Wholesale Realty News

The home mortgage market is loosening up with a major lender gaining national attention for loans designed with low down payments to allow cash strapped, first-time buyers access to financing.

Bank of America announced last week that it would begin offering 97 percent financed home loans —up to $417,000— to applicants with credit scores in the mid 600s who also fall below their area’s median income levels as determined by the Federal Housing Administration.

Also, the loans would not include private mortgage insurance — a safeguard for lenders and the governmental agencies that insure home mortgages. Private mortgage insurance can add hundreds of dollars to a mortgage payment and must be carried until the debt to equity level reaches 20 percent.

On a $150,000 house, a borrower would need to put down $30,000 to qualify for conventional home loans that don’t require mortgage insurance.

Bank of America will sell the loans to Self Help Ventures Fund with the loans being backed by Freddie Mac, according to information supplied by the bank.

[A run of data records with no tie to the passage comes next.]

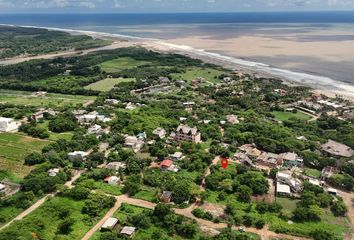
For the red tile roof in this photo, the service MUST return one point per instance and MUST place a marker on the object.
(166, 163)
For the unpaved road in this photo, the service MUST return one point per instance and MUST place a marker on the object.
(265, 234)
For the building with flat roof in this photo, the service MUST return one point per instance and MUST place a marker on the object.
(8, 125)
(336, 149)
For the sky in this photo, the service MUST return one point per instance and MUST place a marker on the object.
(157, 6)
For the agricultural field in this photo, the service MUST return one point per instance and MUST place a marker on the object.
(283, 116)
(119, 64)
(47, 217)
(49, 100)
(209, 74)
(107, 84)
(13, 149)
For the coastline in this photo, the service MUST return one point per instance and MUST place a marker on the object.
(321, 84)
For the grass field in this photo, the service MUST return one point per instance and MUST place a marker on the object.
(13, 149)
(107, 84)
(49, 100)
(208, 74)
(283, 116)
(117, 65)
(45, 221)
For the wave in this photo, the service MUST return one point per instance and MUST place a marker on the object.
(316, 81)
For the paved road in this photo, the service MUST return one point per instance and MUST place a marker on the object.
(264, 233)
(39, 203)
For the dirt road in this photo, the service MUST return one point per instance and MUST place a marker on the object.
(265, 233)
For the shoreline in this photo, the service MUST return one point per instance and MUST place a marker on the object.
(322, 84)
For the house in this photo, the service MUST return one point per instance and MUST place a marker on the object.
(283, 190)
(336, 149)
(129, 231)
(110, 223)
(250, 150)
(159, 132)
(112, 180)
(167, 165)
(116, 166)
(133, 143)
(177, 156)
(232, 119)
(8, 125)
(166, 196)
(78, 155)
(2, 188)
(294, 183)
(185, 133)
(53, 172)
(95, 129)
(111, 101)
(291, 159)
(271, 160)
(328, 172)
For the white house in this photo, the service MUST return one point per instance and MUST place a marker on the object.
(78, 155)
(160, 132)
(116, 166)
(95, 129)
(8, 125)
(53, 172)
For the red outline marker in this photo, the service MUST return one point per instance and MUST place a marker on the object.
(224, 162)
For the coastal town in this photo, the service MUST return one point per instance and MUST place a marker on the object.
(130, 144)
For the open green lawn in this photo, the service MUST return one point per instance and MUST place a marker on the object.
(55, 136)
(283, 116)
(44, 221)
(13, 149)
(49, 100)
(107, 84)
(208, 74)
(312, 172)
(117, 65)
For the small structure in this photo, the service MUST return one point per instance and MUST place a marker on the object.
(111, 101)
(336, 149)
(129, 231)
(328, 172)
(116, 166)
(95, 129)
(112, 180)
(53, 172)
(271, 160)
(232, 119)
(133, 143)
(177, 156)
(167, 165)
(283, 190)
(250, 150)
(2, 188)
(291, 159)
(166, 196)
(78, 155)
(110, 223)
(159, 132)
(8, 125)
(185, 133)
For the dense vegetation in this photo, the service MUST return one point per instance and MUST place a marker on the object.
(15, 41)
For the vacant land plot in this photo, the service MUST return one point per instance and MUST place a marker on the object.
(47, 218)
(117, 65)
(107, 84)
(13, 149)
(283, 116)
(209, 74)
(49, 100)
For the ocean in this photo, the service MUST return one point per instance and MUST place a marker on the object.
(309, 47)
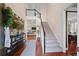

While social media and some national news agency’s reported the resurgence of these types of loans last week after BOA’s announcement, Jacksonville professionals in the home mortgage industry told the Business Journal these programs never vanished from the market place and, in fact, some programs offer 100 percent financing in certain areas of Jacksonville.

Jon Singleton, a Realtor with Watson Realty Corp., lives in Jacksonville and has sold homes for the past 15 years in the area. He said low downpayment programs have been around for years, usually being offered as an FHA-backed product with 3.5 percent down payment.

He said these types of loans are good for buyers that are renting now but want to buy a house and haven’t saved enough for a conventional mortgage.

However, there are disadvantages to low down payment programs, especially if home values decrease. Borrowers may become stuck and not able to sell the property, he said.

Even borrowers who do put down 20 percent can become underwater as closing costs can tack on 8 to 10 percent to the loan, he said.

Jim Branch, a vice president at Regions Mortgage, said they offer a 100 percent financing program in certain areas of Jacksonville. He said these types of programs have been mandated by the federal government since the Clinton Administration to help expand the opportunities in the housing market.

“What I see today is more products and more creativity,” he said. “But also more scrutiny.”

David Wakefield, a loan originator with PrimeLending, said there were several products that are designed for first-time home buyers. One program provides borrows Duval County residents $15,000 through the Florida Bond Program as the county is considered one of the hardest hit areas in the last downturn. The bond, he said, would be forgiven after five years.

The major lending product that was blamed for the last crash of the economy was subprime loans that had adjustable interest rates, causing a spike in monthly payments when the economy declined.

Wakefield said as the mortgage market continues to loosen, he’s hearing whispers that these types of products could be soon offered again.

“People forget,” Wakefield said. “It’s a convenient memory loss.”